In this episode of Behind the Stack, we explore what speculative decoding is, how it accelerates model inference, and what’s still holding it back.

What is Speculative Decoding?

To understand speculative decoding, we first need to understand how language model inference actually works.

Inference can be divided into two phases:

  1. Prefill (or encoding) - when the model processes your entire prompt.
  2. Decoding - when the model starts generating output tokens one by one.

During prefill, everything happens in parallel. You can feed thousands of words into the model at once, and it efficiently processes them to produce the first token.

But once decoding begins, things slow down dramatically. That’s because large language models are auto-regressive - they take each output token, feed it back in as input, and then generate the next one. This happens sequentially, meaning each new token requires another full model pass.

So while prefill benefits from GPU parallelism and amortized compute costs, decoding is bottlenecked by memory bandwidth - every single step requires the model weights to be reloaded into GPU compute units. That’s why output tokens are often far more expensive (and slower) than input tokens in API pricing.

Speculative decoding aims to fix that.

Adding Parallelism Back Into Decoding

Speculative decoding introduces a form of parallelism back into the decoding process.

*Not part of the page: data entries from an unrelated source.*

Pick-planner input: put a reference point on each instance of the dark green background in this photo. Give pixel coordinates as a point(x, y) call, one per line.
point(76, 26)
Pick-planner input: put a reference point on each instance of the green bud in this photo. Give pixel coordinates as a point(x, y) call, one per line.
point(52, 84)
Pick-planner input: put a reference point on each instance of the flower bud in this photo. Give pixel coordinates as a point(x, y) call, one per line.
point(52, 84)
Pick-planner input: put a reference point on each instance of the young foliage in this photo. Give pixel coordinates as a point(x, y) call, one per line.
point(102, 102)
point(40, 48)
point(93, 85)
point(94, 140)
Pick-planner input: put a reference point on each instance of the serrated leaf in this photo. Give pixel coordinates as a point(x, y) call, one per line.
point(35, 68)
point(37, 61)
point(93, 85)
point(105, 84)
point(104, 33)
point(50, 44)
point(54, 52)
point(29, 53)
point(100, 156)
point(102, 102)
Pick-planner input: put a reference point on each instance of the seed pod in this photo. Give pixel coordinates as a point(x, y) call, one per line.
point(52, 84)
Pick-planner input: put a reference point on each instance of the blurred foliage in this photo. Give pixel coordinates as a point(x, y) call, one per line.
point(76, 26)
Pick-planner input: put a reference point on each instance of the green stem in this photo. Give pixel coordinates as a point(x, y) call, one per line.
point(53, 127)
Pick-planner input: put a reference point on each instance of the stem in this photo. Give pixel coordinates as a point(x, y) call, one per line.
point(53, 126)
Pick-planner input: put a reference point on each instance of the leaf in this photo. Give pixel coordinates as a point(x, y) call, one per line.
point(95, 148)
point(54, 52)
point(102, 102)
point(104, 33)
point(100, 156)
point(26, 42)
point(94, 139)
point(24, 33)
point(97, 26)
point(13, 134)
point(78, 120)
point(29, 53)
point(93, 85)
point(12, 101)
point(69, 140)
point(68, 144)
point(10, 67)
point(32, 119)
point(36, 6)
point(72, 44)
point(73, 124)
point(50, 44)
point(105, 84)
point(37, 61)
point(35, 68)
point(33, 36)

The idea comes from speculative execution in CPUs - where processors “guess” future operations to save time, only discarding results if the guess was wrong.

Similarly, speculative decoding makes guesses about what the model will generate next. Rather than waiting for each token one by one, we feed in several draft tokens - potential next words - and ask the model to verify them in a single pass.

If the model agrees with those guesses, we can skip multiple decoding steps at once.

In theory, this can make inference up to many times faster, since we’re effectively generating multiple tokens per forward pass.

Even though this adds more compute work, most of the time models are bandwidth-bound - so doing more work per pass often costs little extra, while saving significant time overall.

The Catch: Where Do Draft Tokens Come From?

Here’s the tricky part: to speculate correctly, we need to guess what the model will say next - before it actually says it.

The tokens we guess are called draft tokens, and finding good ones is the core challenge of speculative decoding.

The original speculative decoding paper solved this by using a smaller model to generate draft tokens. The small model runs faster and produces multiple guesses at once. The large model then checks those guesses, accepts the ones it agrees with, and discards the rest.

This can dramatically speed up inference - if the small model is good enough to make accurate guesses.

However, this approach comes with trade-offs:

  • Smaller models are less capable. They often produce incorrect tokens, meaning the larger model rejects many of them.
  • It adds overhead. The small model must still run before the large one, introducing latency.
  • It consumes GPU memory. The small model has its own weights and KV cache, potentially eating into resources that could have been used for the main model.
  • Tokenizer mismatch. Speculative decoding only works if both models use the exact same tokenizer - which isn’t always the case.

So while the “small + big model” method can work well for certain architectures, it’s not always practical or efficient in real-world deployments.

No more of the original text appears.